One of our clients once reached out to us for help with deep inspection of traffic that was reaching its web servers, mostly from the compliance perspective.
The client had, by then, already run multiple kinds of workloads that were mostly web or API interfaces exposed over the internet.
Now the internet is an exciting place to host one’s services, as well as to reach out and meet a wide range of client needs. It is also a place where intelligent minds get to deliberately exploit vulnerabilities of applications and services. Preventing these harmful attacks, therefore, is a necessity today. So every request that reaches your applications over the internet must be inspected for its ‘intentions’ – is it a legitimate one, or is it attempting to exploit vulnerabilities that are yet to be fixed.
While legitimate requests are allowed to go through, the ones that are exploitative in nature must be blocked. This entails real-time inspection, but with little or insignificant delays, to ensure the user experience remains unaffected.
The idea proposed to correct this sort of a situation was that of a Reverse Proxy using a highly available load balancer. Given that the client had his deployment on AWS Cloud, the natural solution was to use the AWS Elastic Load Balancer (ELB) and host the inspection service behind it. Doing so would then relay the request and responses to and from the application services.

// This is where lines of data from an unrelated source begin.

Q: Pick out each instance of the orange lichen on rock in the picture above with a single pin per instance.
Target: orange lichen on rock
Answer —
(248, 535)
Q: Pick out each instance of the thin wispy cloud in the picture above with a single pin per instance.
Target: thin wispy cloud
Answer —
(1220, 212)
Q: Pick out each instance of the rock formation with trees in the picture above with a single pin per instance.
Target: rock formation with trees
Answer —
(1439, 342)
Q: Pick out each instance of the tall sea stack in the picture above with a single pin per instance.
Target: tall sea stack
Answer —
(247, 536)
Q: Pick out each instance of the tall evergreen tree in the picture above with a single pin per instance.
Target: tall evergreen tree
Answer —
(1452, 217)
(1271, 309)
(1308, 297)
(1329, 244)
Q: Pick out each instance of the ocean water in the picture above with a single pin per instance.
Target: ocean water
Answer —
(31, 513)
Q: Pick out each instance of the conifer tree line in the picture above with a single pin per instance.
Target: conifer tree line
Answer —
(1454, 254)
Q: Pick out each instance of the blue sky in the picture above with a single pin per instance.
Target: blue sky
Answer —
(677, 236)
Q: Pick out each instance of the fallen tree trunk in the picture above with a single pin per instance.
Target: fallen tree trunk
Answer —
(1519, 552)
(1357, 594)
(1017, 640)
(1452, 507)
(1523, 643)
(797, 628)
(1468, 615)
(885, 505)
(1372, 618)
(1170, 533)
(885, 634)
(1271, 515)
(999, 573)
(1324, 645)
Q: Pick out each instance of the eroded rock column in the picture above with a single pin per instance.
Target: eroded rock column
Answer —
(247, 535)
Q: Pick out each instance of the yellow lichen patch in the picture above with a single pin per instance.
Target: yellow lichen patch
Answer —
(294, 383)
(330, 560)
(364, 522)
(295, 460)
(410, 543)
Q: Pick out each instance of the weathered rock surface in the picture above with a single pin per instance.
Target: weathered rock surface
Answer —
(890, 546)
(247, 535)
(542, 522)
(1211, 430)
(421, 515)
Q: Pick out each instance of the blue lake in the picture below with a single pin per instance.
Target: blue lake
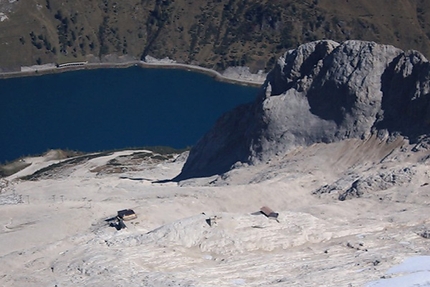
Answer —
(106, 109)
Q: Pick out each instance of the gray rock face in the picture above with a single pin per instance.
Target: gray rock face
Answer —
(320, 92)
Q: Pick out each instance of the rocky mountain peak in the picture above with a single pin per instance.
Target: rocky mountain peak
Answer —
(322, 91)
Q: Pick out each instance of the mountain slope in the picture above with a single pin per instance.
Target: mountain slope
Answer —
(213, 34)
(321, 92)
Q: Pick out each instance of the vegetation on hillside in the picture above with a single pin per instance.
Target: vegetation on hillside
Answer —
(213, 33)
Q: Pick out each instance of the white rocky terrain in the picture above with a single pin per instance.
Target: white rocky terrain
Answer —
(336, 143)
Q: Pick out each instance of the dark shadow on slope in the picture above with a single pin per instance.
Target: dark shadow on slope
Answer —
(227, 143)
(405, 103)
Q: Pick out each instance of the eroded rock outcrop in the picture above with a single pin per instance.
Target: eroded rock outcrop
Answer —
(321, 92)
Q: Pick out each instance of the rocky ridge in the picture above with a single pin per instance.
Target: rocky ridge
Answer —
(321, 92)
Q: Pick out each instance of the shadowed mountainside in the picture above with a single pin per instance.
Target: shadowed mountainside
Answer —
(213, 34)
(322, 91)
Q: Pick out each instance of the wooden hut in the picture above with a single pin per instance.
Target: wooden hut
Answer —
(269, 212)
(127, 214)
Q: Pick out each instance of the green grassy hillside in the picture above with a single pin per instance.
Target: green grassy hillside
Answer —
(214, 33)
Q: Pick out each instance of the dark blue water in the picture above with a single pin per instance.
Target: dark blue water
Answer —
(107, 109)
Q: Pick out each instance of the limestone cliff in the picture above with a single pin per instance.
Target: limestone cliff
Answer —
(322, 91)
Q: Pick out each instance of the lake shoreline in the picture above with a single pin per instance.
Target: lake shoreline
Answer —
(159, 64)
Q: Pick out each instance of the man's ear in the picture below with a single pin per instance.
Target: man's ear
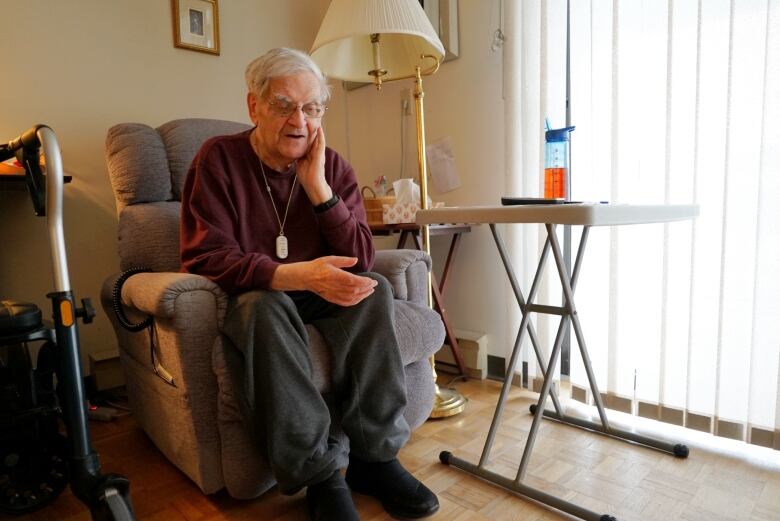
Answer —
(251, 105)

Now, I won’t get into the details of setting up the inspection service -- that we will get to some other time. However, I will touch upon one of the aspects of the integration with AWS ELB required to check of a key line item in the compliance checklist – that of identifying the source IP address from where the request is originating.
Let’s quickly summarize the setup so far:
The connections are stateful using TCP/ IP, and the routing of established connections is managed at each hop. This means that every time a packet of data makes a hop, the source and destination details of each connection are stored at the hop, while the device’s source address is written onto the packet to enable the return traffic.
The data packet(s) originating from the device making the request will have two key pieces of information – the IP address of the device making the request a.k.a source IP, and the IP address of the ELB a.k.a destination IP address. The destination IP address field of the packet is used by network devices making up the internet to send the packet(s) along to the ELB associated with the IP address. At this stage, the filed source IP address will contain the IP address of the requesting device.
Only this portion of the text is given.